July 27, 1994

AMES, IOWA--Determining the safety and the wholesomeness of a new plant product by evaluating its characteristics and not its means of development is logical, according to a task force organized by the Council for Agricultural Science and Technology (CAST). The task force reviewed the scientific evidence in response to a proposed U.S. Food and Drug Administration (FDA) policy for labeling of human foods derived from new plant varieties. The scientists concluded that the proposal is well reasoned.

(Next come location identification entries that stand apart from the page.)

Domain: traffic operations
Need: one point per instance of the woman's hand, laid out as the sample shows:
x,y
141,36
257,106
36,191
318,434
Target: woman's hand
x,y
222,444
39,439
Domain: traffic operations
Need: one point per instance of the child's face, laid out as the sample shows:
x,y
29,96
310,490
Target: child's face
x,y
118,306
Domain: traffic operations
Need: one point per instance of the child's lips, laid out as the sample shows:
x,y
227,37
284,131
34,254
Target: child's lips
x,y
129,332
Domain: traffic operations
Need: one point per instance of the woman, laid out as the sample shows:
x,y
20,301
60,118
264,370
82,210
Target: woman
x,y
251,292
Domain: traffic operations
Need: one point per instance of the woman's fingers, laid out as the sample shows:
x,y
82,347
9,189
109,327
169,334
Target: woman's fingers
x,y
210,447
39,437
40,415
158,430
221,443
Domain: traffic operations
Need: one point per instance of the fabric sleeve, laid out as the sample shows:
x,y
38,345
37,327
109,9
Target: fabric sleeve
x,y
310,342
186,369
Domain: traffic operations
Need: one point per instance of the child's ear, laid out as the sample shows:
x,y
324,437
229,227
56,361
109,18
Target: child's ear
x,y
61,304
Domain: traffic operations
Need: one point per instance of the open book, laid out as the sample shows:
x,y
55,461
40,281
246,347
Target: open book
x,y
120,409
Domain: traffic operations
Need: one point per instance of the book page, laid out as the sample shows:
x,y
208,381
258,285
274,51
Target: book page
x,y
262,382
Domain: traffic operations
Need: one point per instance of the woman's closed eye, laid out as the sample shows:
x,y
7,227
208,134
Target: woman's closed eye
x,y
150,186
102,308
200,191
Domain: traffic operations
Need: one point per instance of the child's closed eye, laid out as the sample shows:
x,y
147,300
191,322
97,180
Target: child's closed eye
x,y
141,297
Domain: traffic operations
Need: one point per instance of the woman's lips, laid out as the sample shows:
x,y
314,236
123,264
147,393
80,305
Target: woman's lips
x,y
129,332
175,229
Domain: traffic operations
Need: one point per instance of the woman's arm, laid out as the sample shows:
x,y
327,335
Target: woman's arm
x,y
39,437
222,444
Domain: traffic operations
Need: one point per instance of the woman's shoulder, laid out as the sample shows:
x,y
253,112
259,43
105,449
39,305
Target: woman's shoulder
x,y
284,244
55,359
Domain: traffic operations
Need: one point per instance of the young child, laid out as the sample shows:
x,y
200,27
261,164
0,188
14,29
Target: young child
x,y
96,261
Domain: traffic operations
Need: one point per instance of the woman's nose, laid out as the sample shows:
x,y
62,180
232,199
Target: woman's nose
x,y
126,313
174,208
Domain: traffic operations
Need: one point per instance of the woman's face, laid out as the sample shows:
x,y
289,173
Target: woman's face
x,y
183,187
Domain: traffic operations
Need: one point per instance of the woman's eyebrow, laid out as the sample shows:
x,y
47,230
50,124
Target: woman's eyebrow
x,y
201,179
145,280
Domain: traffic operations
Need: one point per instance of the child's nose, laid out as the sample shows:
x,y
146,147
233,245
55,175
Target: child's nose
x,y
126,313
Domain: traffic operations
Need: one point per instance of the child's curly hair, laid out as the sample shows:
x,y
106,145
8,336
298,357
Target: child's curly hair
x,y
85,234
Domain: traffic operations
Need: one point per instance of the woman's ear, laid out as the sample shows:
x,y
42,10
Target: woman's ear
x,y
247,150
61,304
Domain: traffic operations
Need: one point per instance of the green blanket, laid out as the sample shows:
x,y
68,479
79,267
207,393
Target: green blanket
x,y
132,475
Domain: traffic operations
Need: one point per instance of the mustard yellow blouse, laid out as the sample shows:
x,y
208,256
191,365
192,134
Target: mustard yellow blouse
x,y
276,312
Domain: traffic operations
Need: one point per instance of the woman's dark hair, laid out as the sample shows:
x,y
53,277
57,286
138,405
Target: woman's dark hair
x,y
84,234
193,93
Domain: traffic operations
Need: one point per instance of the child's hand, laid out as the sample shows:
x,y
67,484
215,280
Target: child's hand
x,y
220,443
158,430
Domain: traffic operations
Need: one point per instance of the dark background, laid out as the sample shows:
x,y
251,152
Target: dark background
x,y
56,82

"The FDA policy guidelines affirm the suitability of current regulations for overseeing the safety, wholesomeness, and labeling of both traditionally produced and genetically engineered food plants," says Dr. Susan F. Barefoot of Clemson University, chair of the task force. "It provides an appropriate means of regulating the foods derived from new plant products according to laws regarding safety and labeling of foods and ingredients." Barefoot says, "It simply makes sense that labeling requirements should depend on safety and nutritional characteristics, not on development method."
Genetic engineering (often called biotechnology) is the manipulation of genetic information by techniques other than those classically employed in standard breeding technologies under natural conditions. Plant scientists use genetic engineering to increase food production through disease control, drought resistance, pest control, and increased yields; to improve utilization of feed and fertilizer; and to optimize nutrients in human and animal foods.
Companies are working to develop products for market with useful characteristics: tomatoes that can be picked near-ripe, but maintain flavor to the table; insect-resistant cotton plants; potato plants resistant to the Colorado potato beetle; and soybeans that tolerate and thus make possible the use of glyphosate, an environmentally friendly herbicide.
Plant breeders have been using genetic material from many sources to improve food crops. The newer genetic engineering technologies make it possible to introduce genes from more sources and minimize incorporation of undesired genes. In addition to expanded genetic sources and improved control, these techniques enable more rapid improvement of crops than classical plant breeding. The new techniques most often produce phenotypes (observable characteristics) identical to traditionally bred plants.
The FDA has proposed that the safety of plant foods developed by genetic engineering be reviewed under regulations now in use for plant varieties produced by traditional technologies. The report says that nutrition and safety issues are related to the food, not to the means of development.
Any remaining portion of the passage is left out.